This month’s Australia A tour will almost certainly be the first casualty in cricket’s ugly pay war, while the players’ union has hatched a left-field plan to ensure future tours and the Ashes proceed as planned.
Some 230 Australian cricketers joined the ranks of the unemployed on Saturday, when the previous Memorandum of Understanding (MoU) expired.
Players, who are deadlocked with Cricket Australia (CA) regarding the issue of revenue sharing, held an emergency meeting in Sydney on Sunday.
The Australian Cricketers’ Association (ACA) executive passed 14 resolutions, effectively agreeing to boycott this month’s Australia A series in South Africa unless there is a significant breakthrough in negotiations this week.
Australia A captain Usman Khawaja and his squad will assemble in Brisbane on Monday to train but the prospect of them flying out on Friday appears non-existent.
“It’s not an easy thing to do … but we are very united,” Khawaja told reporters.
“Hopefully something can be resolved, but if it’s not, it’s a tough decision that sort of has to be made.
“Not to go is a sacrifice in some respects but we see the broader picture.”
CA released a statement on Sunday afternoon, calling the players’ latest move “surprising”.
“CA has never, and would never attempt to force anyone to play for an Australian team who is unwilling to do so,” it added.
The ACA also passed a resolution in terms of next month’s Test series in Bangladesh, the ensuing ODI tour of India and this summer’s Ashes.
In the absence of a new MoU, cricketers have discussed the prospect of the union taking control of their playing rights and selling them to CA.
“The venues are all booked. The schedule is there. It’s just a different way to get the players playing cricket,” ACA chief executive Alistair Nicholson said.
“Further work would need to be done on it if we don’t get to a resolution soon.
“An agreed MoU remains the clear preference.”
There was a school of thought CA would turn to domestic players on multi-year deals to replace Khawaja and other unemployed stars like Glenn Maxwell in the Australia A squad.
“Our legal advice is they can’t be compelled to tour legally,” Nicholson said.
“There would need to be a significant breakthrough on the key issue of the revenue-sharing model (for the Australia A tour to proceed).”
Skipper Steve Smith, currently in the US, dialled into the crisis talks and spoke with teammates.
“It was a pretty important conversation to be had. Smithy was there to support any decision either way,” Khawaja said.
Nicholson reiterated calls for CA chief executive James Sutherland to enter emergency mediation.

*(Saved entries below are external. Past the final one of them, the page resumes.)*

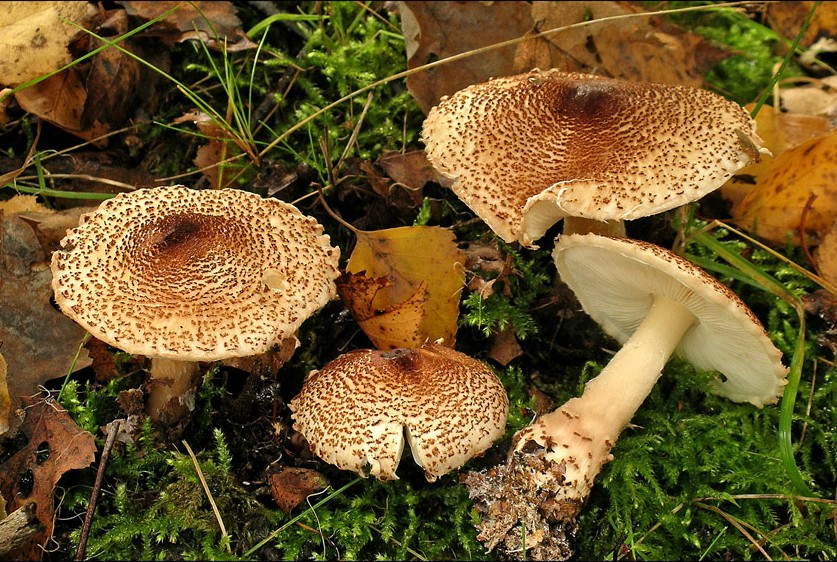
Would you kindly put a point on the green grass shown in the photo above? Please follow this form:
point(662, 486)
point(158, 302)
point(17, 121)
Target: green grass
point(698, 477)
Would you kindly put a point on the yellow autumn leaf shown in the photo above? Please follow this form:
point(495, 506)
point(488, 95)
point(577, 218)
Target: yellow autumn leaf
point(780, 132)
point(800, 186)
point(414, 278)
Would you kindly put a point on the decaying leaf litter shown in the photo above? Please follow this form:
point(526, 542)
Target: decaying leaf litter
point(657, 500)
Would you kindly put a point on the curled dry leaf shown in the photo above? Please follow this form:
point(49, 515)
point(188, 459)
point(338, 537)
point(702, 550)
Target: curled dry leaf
point(34, 37)
point(635, 48)
point(403, 285)
point(798, 190)
point(54, 444)
point(39, 342)
point(5, 399)
point(291, 486)
point(780, 131)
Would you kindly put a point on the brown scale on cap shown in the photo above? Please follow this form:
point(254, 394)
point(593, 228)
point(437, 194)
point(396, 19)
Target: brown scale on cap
point(528, 150)
point(194, 275)
point(356, 410)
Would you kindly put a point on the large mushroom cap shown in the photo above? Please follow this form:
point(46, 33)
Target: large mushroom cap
point(194, 275)
point(525, 151)
point(615, 280)
point(355, 411)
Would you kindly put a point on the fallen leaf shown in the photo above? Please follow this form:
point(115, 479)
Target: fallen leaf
point(818, 97)
point(54, 444)
point(412, 170)
point(101, 94)
point(436, 30)
point(397, 325)
point(800, 185)
point(786, 18)
point(826, 256)
point(505, 348)
point(291, 486)
point(39, 342)
point(34, 37)
point(5, 399)
point(415, 278)
point(780, 132)
point(638, 48)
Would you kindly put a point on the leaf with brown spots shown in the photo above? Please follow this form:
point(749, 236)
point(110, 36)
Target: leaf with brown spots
point(403, 285)
point(798, 190)
point(54, 445)
point(780, 132)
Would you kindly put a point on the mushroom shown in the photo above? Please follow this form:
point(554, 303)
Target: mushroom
point(655, 303)
point(182, 276)
point(525, 151)
point(356, 410)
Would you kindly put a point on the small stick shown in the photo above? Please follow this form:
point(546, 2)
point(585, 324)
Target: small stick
point(208, 493)
point(97, 486)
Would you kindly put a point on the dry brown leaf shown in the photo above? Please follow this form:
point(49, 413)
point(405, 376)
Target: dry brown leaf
point(826, 256)
point(637, 48)
point(786, 18)
point(505, 348)
point(631, 48)
point(34, 37)
point(291, 486)
point(805, 176)
point(398, 325)
point(415, 277)
point(98, 95)
point(780, 132)
point(39, 342)
point(435, 30)
point(818, 97)
point(54, 445)
point(5, 399)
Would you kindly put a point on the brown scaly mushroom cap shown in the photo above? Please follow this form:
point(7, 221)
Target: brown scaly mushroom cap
point(190, 275)
point(355, 411)
point(528, 150)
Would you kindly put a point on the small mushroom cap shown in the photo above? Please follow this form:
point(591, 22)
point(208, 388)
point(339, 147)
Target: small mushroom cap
point(525, 151)
point(194, 275)
point(355, 411)
point(615, 280)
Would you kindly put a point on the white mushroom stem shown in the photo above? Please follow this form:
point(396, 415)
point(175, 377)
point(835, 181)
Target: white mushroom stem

“I haven’t had any direct conversations (with Sutherland since the deadline passed),” he said.
“Absolutely intend to speak to James in the next 24 hours.”
CA, keen to scrap the revenue-sharing model that has governed players’ salaries since the first MoU was signed 20 years ago, has used both carrot and stick in recent months.
“In some respects, yes,” Khawaja said, when asked if CA has attempted to divide players.
“It’s been a weird three months. There’s been conversations had outside cricket which have been quite different to anything I’ve experienced.”